A substitute school custodian said she was pressured to have sex with a foreman in exchange for more hours and then retaliated against for refusing his advances and lodging a sexual harassment complaint. This case demonstrates the importance of training employees and supervisors on sexual harassment prevention and on protocols for reporting harassment.
In November 2011, the Atlantic City Board of Education in New Jersey hired “Ruth” as a substitute custodian to fill in for full-time custodians. She was not guaranteed any work and, in fact, was rarely scheduled to work during the 2011–2012 school year.
After seeking advice from a school board member on how to attain more hours, Ruth introduced herself to about 10 custodial foremen at different schools. One of them, “Scott,” started regularly assigning Ruth to work at New York Avenue School.
Toward the end of October 2012, Scott allegedly started making sexual comments to Ruth and offered her more hours in exchange for sexual favors. She described him as being “very touchy feely” and claimed that he would “grab [her] breasts or buttocks” at work.
In November 2012, Scott tried to take off Ruth’s shirt in his office and, on another occasion, was sitting naked on his office chair when he called her into his office. The following month, he grabbed her, pulled her toward him, and said, “[y]ou want more hours?”
Ruth interpreted a series of texts from Scott on December 27, 2012, to mean that he would help her secure a full-time contract at a different school if she accepted his sexual advances. He told her as much that night when he went to her house, grabbed her, and kissed her. Feeling that her job had been threatened, she acquiesced and had sex with him. After a few days, Ruth told Scott she would not have sex with him again.
Ruth received assignments to work at New York Avenue School on another day in December and on 7 days in January 2013, but she said Scott started treating her differently and then started giving hours to another female custodian instead.
On February 4, 2013, Ruth told the assistant superintendent that Scott had been sexually harassing her. The assistant superintendent took Ruth to Human Resources to file a written complaint. Scott denied the allegation. An outside investigator concluded that Ruth had not been harassed or discriminated against.
Ruth filed suit against the school board, alleging sexual harassment and retaliation in violation of Title VII of the Civil Rights Act and the New Jersey Law Against Discrimination. She argued that she had been retaliated against for complaining of harassment.
The district court ruled in favor of the school board, saying that Scott was not Ruth’s supervisor and, as a result, not liable for his actions. In addition, the court concluded that the school board was entitled to the Faragher-Ellerth affirmative defense since Ruth did not show that she suffered a tangible employment action and because the board took prompt action after receiving her complaint.
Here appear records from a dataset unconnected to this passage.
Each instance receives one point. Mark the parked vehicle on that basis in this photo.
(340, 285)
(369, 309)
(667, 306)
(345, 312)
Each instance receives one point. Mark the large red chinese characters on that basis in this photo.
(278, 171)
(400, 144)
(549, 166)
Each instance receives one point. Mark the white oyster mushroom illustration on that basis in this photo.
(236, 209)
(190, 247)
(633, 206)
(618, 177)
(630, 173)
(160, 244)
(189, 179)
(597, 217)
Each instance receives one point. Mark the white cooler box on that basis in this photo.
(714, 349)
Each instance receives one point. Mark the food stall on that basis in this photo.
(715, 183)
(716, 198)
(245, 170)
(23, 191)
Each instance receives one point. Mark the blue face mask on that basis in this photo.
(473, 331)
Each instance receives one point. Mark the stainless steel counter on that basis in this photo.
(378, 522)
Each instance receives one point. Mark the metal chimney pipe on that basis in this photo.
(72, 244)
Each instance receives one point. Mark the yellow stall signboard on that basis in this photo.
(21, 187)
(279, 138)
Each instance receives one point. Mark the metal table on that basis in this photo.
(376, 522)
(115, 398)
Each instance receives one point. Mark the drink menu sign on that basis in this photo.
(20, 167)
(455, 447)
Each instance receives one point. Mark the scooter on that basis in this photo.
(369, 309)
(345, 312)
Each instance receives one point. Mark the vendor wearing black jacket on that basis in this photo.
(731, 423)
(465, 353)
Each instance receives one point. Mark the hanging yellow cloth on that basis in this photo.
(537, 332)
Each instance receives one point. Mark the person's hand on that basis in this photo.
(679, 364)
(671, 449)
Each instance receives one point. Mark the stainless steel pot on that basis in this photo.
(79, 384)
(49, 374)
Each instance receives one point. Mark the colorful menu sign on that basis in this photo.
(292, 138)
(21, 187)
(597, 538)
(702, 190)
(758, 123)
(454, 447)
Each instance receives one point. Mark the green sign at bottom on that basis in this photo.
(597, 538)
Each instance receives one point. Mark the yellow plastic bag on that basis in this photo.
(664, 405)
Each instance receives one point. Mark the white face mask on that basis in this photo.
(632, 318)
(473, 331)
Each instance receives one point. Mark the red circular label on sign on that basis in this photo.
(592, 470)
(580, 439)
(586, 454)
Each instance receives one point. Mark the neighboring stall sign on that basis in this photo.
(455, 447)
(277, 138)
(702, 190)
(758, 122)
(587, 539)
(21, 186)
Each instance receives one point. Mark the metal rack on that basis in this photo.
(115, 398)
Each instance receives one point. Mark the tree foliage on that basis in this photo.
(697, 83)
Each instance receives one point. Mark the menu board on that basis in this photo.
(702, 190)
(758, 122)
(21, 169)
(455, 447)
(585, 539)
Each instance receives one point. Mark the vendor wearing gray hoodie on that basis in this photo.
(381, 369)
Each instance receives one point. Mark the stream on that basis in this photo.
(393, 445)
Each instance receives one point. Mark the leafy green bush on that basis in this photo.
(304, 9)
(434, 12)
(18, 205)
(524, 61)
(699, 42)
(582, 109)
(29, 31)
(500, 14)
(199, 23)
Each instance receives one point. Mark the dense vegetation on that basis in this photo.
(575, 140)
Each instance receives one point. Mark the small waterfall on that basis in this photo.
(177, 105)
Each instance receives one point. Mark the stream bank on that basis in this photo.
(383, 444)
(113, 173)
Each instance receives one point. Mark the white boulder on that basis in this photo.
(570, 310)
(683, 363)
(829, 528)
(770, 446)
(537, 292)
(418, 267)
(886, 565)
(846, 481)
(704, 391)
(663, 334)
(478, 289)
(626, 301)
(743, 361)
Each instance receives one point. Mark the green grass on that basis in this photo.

Ruth appealed to the U.S. Court of Appeals for the 3rd Circuit, which covers Delaware, New Jersey, Pennsylvania, and the U.S. Virgin Islands.
What the Court Said
The appeals court vacated the decision and sent the case back to district court.
Ruth proved a prima facie case of retaliation because her filing of a written sexual harassment complaint was a protected activity and her working hours dropped significantly—and immediately—after she filed the complaint, the court noted.
On the harassment claim, the court majority said that Scott was Ruth’s supervisor and that the board may be liable for his conduct. The majority noted that Scott “had the authority to cause a significant change in … [Ruth’s] benefits by assigning her no hours, thereby eliminating her take-home pay”; the board conceded that Scott was working in a supervisory capacity when Ruth worked at New York Avenue School; there was no evidence of anyone else serving as her supervisor on the school’s premises; and since her “primary benefit from her employment was hourly compensation, and since … [Scott] controlled 70% of her hours, his decision to assign or withhold hours significantly affected her pay.”
The appeals court also said the school board may not be entitled to an affirmative defense because there is question as to whether Ruth suffered a tangible employment action.
A dissenting judge said the majority’s conclusion that Scott was a “supervisor” and its decision to allow Ruth’s hostile work environment claim to proceed “totally ignores, and is inconsistent with” a 2013 U.S. Supreme Court decision outlining a “clear and straightforward test for determining whether an employee ought to be considered a ‘supervisor’ for purposes of the employer’s vicarious liability for sexual harassment in the workplace under Title VII.”
Moody v. Atlantic City Board of Education (No. 16-4373) (U.S. Court of Appeals, 3rd Cir., 9/6/17)
Supervisors and managers should be trained on federal and state laws governing sexual harassment and retaliation, including ways to prevent sexual harassment and retaliation from occurring and how to report and address any related complaints. All employees should be familiar with your policy on sexual harassment and retaliation and should understand the protocol for reporting either. It’s a good idea to have employees sign a document acknowledging they have been trained on and understand those policies and reporting procedures.